ZRFC Risk, Fraud & Compliance Heft 1/2015
18.02.2015
Handbuch. Von Thomas Rotsch (Hrsg.). Nomos Verlagsgesellschaft, Baden-Baden 2015, 1504 Seiten, 198,00 EUR, ISBN 978-3-8329-7398-8.
Handbuch. Von Thomas Rotsch (Hrsg.). Nomos Verlagsgesellschaft, Baden-Baden 2015, 1504 Seiten, 198,00 EUR, ISBN 978-3-8329-7398-8.

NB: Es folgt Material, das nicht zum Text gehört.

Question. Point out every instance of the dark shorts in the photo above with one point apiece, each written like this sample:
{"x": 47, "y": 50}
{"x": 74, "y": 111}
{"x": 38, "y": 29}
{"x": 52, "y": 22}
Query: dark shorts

Prof. Dr. Thomas Rotsch, Begründer und Leiter des CCC Center for Criminal Compliance der Universität Gießen, hat ein im wahrsten Sinne des Wortes gewichtiges Werk zur Criminal Compliance herausgegeben. Auf etwa 1500 Seiten schreiben Wissenschaftler und Praktiker vornehmlich mit juristischem Hintergrund über das Thema Criminal Compliance. Dieser Begriff deckt – so definiert es der Herausgeber in seinem grundlegenden Beitrag zur Begriffsklärung – die strafrechtliche Prävention und Beratung ab. Damit wird ein besonderer Teil des Compliance-Managements beleuchtet. Inwiefern es sinnvoll ist, ein Compliance-Management-System auf strafrechtliche Aspekte zu beschränken – wie es die Begriffsklärung vorzugeben scheint – wird in dem Band nicht thematisiert. Im Gegenteil, es wird eine andere Herangehensweise gewählt. Aus Sicht der juristischen Strafrechtswissenschaften wird jeweils diskutiert, was die Pflichten eines Unternehmens und der Unternehmensangehörigen in einem Rechtsbereich sind. Der betriebswirtschaftlich relevante Teil, der Aufbau einer Unternehmensorganisation, die der Haftung vorbeugt und sogar zum Wettbewerbsvorteil für ein Unternehmen werden kann, wird nur in einem der Grundlagen-Kapitel von dem Augsburger Betriebswirt Lehmann beschrieben. Dieser gelungene Beitrag beschreibt ausgehend von der ökonomischen Theorie der Wirtschaftskriminalität, wie Individuen zur Entscheidung gelangen (können), ob sie wirtschaftskriminell werden oder nicht. Die instrumentelle Ausgestaltung einer Organisation zur Prävention von Wirtschaftskriminalität wird dabei aber nur am Rande gestreift.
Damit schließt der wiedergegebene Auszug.